When I returned to Cary, I sat near the fallen horse and told Carey I was going to start praying out loud so she could hear me.
I knew that ordinarily in a situation such as this, one would pray for God’s will to be done. Instead, I turned to an idea of prayer that came from one of my favorite Quaker theologians, Douglas Steere. He said pray any way you want, and if the prayer isn’t right, God will change it in the process of praying. I found myself praying boldly. I told God, “You have to save Carey. I don’t care how you do it. You can levitate her, levitate the horse, bring a miracle, bring help. But you must save her. And you must make sure that there will be no on-going injuries.” As I told God what to do, I expected the prayer to be changed. Certainly I had no business demanding such a response from God. But the prayer didn’t change. I almost felt as if God stopped, and listened, and allowed me to continue to pray for a miracle.
At one point, I told God that He couldn’t allow her to die because my teacher and my mother had died within the last six weeks and I didn’t know if I could take another loss. The prayer was stopped. I felt as if God said to me, “This isn’t about you, it’s about Carey!”
I returned to praying for a miracle for her – specifically, that the horse would stay calm, since every time he struggled, some of the dirt on the side of the ditch became dislodged. But just as I prayed, the horse started struggling again.
Why, I thought, am I getting the opposite of my prayer?”
A few minutes later, the hiker returned with a park ranger, who reassured us that the paramedics were on their way.

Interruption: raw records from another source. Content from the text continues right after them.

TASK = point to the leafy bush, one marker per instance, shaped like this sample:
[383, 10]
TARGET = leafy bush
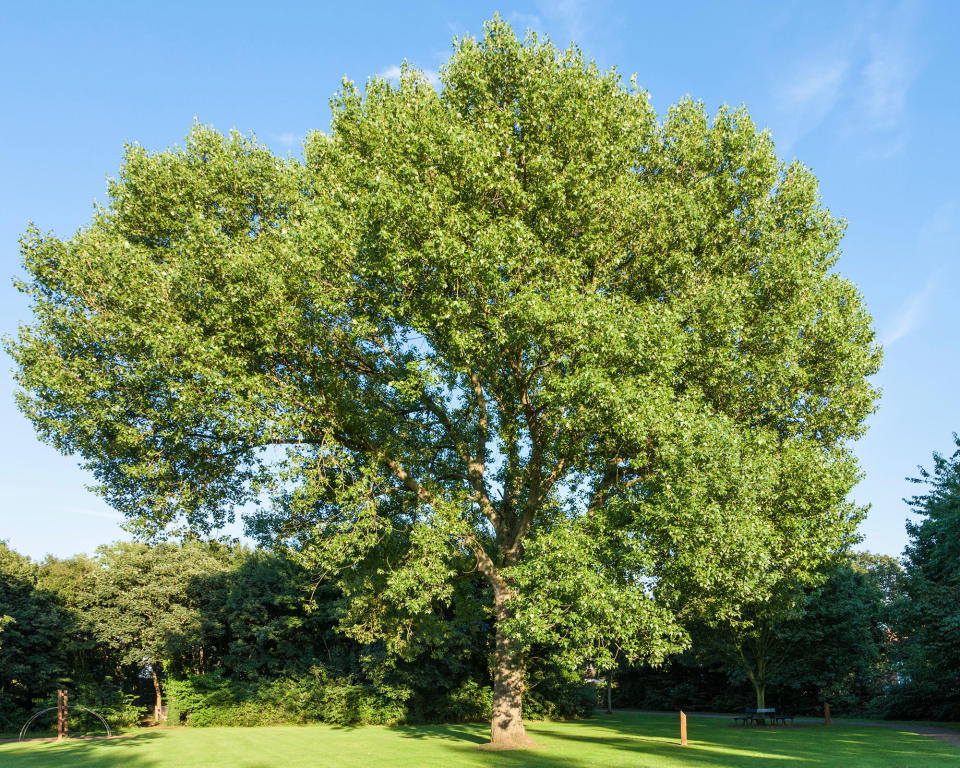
[211, 700]
[470, 702]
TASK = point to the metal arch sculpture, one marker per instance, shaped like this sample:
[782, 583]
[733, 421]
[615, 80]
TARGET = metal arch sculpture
[35, 715]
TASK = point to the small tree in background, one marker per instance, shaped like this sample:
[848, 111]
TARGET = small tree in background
[509, 327]
[927, 619]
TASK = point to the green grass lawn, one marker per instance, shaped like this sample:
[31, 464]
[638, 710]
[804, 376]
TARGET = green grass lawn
[634, 740]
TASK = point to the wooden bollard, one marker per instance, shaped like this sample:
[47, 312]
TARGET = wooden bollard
[61, 714]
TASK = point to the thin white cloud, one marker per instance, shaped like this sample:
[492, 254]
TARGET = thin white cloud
[809, 95]
[892, 66]
[909, 315]
[861, 82]
[286, 139]
[571, 15]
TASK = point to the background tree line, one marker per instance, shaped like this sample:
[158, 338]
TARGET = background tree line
[225, 634]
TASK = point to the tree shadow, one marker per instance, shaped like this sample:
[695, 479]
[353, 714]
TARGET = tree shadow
[93, 753]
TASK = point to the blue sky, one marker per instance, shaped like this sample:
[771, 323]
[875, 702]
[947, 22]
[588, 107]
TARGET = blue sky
[863, 93]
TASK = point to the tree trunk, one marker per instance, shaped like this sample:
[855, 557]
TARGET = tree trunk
[158, 705]
[761, 690]
[506, 724]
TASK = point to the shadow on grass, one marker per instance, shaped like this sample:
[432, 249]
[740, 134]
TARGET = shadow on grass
[655, 742]
[120, 751]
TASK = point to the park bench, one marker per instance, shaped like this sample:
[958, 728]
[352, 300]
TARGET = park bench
[758, 716]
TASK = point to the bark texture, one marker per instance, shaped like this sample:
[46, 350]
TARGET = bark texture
[506, 725]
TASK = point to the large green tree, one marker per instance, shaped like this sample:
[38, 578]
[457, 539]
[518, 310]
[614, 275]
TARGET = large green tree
[507, 326]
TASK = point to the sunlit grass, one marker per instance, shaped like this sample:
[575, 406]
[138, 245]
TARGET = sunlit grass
[617, 741]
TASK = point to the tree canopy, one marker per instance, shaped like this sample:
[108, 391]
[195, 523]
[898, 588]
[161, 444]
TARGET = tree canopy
[508, 326]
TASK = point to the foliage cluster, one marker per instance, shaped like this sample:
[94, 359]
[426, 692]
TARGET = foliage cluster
[235, 637]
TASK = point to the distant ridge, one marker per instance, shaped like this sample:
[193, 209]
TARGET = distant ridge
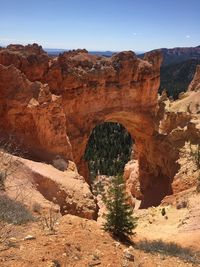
[178, 54]
[57, 51]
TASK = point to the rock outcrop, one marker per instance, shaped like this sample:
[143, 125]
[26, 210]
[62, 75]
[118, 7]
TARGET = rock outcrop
[170, 148]
[42, 185]
[53, 104]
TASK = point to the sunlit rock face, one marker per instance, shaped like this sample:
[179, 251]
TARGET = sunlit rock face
[54, 103]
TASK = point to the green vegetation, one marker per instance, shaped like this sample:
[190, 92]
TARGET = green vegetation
[12, 211]
[119, 219]
[108, 149]
[168, 249]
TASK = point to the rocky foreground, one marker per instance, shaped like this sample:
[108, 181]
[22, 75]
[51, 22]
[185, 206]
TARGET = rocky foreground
[49, 106]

But now Carey gasped, “Linda, I’m running out of breath. I think I might only have twenty seconds left.”
Knowing that the paramedics were several minutes away, I thought, “No way is she going to die now, with help so close!” It occurred to me that I might have been wrong about the horse’s struggling; maybe when he struggled, he moved enough to allow Carey to get some air down in the hole. Perhaps this, too, was a gift from God.
I suggested to the ranger that he take one of the horses’ hind feet and I’d take the other. If we made him kick, maybe he’d lift his hindquarters enough so Carey could get some breaths.

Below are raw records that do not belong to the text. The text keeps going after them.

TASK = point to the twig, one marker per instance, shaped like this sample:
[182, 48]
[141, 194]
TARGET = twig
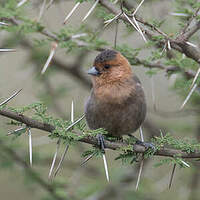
[106, 167]
[21, 3]
[195, 78]
[172, 175]
[54, 158]
[138, 7]
[168, 152]
[7, 50]
[11, 97]
[116, 33]
[142, 161]
[189, 95]
[42, 10]
[48, 187]
[52, 52]
[30, 147]
[71, 12]
[91, 9]
[67, 146]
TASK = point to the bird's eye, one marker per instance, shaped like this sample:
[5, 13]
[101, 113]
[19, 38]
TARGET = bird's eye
[107, 66]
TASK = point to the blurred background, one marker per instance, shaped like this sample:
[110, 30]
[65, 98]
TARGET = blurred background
[65, 81]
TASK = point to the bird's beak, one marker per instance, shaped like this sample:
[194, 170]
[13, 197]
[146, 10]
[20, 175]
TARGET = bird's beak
[94, 71]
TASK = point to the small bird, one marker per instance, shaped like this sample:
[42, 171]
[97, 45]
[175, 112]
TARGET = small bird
[117, 101]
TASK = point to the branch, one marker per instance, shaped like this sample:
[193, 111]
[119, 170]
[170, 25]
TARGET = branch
[178, 44]
[48, 187]
[91, 140]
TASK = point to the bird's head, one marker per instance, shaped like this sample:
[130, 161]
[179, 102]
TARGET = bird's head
[110, 67]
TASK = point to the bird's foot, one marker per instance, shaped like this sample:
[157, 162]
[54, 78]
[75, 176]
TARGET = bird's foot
[100, 142]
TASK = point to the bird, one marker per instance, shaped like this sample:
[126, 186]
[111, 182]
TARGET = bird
[117, 101]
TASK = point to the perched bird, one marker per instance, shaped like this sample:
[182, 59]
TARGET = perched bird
[117, 101]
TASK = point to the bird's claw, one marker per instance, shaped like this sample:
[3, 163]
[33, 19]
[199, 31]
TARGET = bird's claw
[100, 142]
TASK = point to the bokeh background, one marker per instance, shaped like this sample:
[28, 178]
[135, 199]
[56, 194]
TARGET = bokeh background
[59, 86]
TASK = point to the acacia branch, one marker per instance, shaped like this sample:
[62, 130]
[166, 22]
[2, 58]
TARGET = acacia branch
[92, 140]
[178, 44]
[12, 154]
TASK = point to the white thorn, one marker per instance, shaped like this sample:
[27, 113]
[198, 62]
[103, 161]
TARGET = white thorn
[196, 76]
[136, 28]
[72, 112]
[49, 4]
[11, 97]
[21, 3]
[53, 49]
[189, 95]
[61, 160]
[91, 9]
[142, 162]
[79, 35]
[153, 92]
[179, 14]
[161, 134]
[138, 7]
[191, 44]
[73, 124]
[186, 164]
[169, 45]
[141, 134]
[15, 131]
[139, 174]
[30, 146]
[54, 158]
[139, 29]
[7, 50]
[131, 22]
[172, 175]
[4, 24]
[111, 20]
[42, 10]
[106, 167]
[71, 12]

We did manage to get the horse kicking – enough that Carey was able to turn her head and find a new pocket of life-saving air.

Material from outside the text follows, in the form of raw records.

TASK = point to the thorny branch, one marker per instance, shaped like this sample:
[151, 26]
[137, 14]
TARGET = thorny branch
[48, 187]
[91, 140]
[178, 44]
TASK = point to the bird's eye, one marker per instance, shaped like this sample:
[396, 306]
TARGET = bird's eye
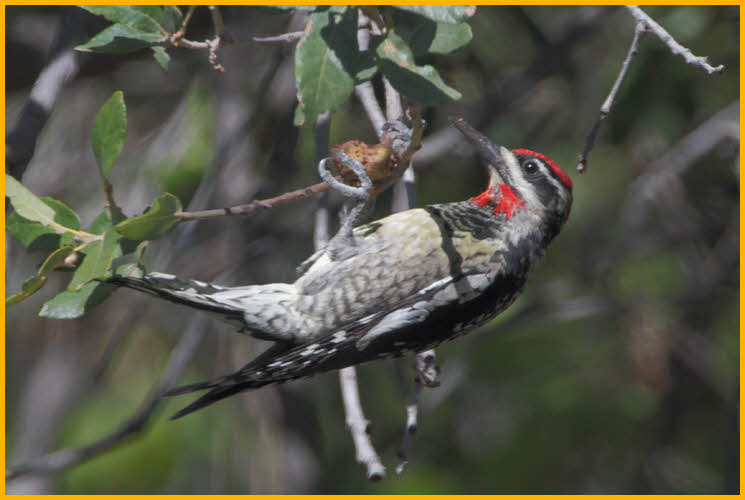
[530, 166]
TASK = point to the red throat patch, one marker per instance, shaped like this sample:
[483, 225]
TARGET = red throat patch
[506, 201]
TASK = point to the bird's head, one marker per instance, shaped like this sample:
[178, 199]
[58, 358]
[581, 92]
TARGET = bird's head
[520, 179]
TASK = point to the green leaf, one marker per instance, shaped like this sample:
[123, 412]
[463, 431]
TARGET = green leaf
[155, 222]
[119, 39]
[161, 57]
[35, 236]
[326, 61]
[34, 283]
[420, 83]
[29, 287]
[366, 67]
[440, 38]
[69, 305]
[284, 9]
[141, 18]
[55, 259]
[32, 208]
[100, 224]
[166, 17]
[26, 203]
[97, 261]
[174, 18]
[441, 13]
[109, 132]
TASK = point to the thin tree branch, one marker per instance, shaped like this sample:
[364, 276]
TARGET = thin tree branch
[610, 100]
[222, 37]
[358, 425]
[61, 68]
[668, 40]
[393, 108]
[252, 208]
[321, 224]
[364, 91]
[283, 38]
[69, 457]
[355, 418]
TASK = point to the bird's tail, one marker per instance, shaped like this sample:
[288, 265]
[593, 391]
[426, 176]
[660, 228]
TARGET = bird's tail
[222, 387]
[197, 294]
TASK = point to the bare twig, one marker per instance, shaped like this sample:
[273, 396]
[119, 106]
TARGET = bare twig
[668, 40]
[364, 91]
[608, 103]
[359, 425]
[220, 30]
[69, 457]
[222, 37]
[321, 225]
[61, 68]
[393, 108]
[283, 38]
[252, 208]
[355, 418]
[428, 374]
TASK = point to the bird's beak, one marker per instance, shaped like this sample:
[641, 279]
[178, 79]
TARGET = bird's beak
[491, 154]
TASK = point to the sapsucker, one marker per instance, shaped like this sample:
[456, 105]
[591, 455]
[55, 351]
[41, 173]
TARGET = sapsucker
[406, 283]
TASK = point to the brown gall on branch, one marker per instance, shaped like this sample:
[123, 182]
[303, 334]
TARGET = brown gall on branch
[380, 162]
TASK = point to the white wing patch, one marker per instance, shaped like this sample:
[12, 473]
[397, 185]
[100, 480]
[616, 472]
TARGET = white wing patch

Within another few minutes, twelve paramedics arrived. I began to relax, but the crisis wasn’t over yet. Lifting the horse was not an easy task. The paramedics tried to call a vet. No luck. They called for a hoist. Again, no luck.
Finally, one of the men who knew horses suggested that they wrap a rope around the horse’s hind legs, then wrap the rope around the tree and all pull. If they could elevate the hindquarters, two paramedics might be able to yank Carey out of the hole. It worked. A minute later, she was out. By this time, she had been under the horse for almost an hour and a half.
While the paramedics worked with Carey, the hiker told me that she had started hiking on that trail and then realized that it was too isolated. She was starting to turn around when she heard my cries. I calculated that she had probably started on the trail just as the accident had happened.
Was she led to go up the trail? She was right where she needed to be, when
I needed her. In the midst of this potential tragedy, I understood that no matter what the situation and how hopeless it looks to us, there is always a place and a way for God to come through.
Carey was hospitalized for three days. She had some minor heart damage, part of her face was paralyzed, she had a broken finger, and bruises of every color. The day after the accident I organized a prayer circle for Carey’s complete healing. It included people she didn’t even know – friends of friends of friends. After several weeks of physical therapy, she was completely healed.
Just five weeks later, Carey and I went on another one week riding vacation. And both of us did just fine.
By Linda Seger
Published in The Breakthrough Intercessor, Winter, 2006
Note: Dr. Linda Seger is a script consultant and the author of nine books, seven on screenwriting. She has three M.A. degrees (two in theology) and a ThD in Theology.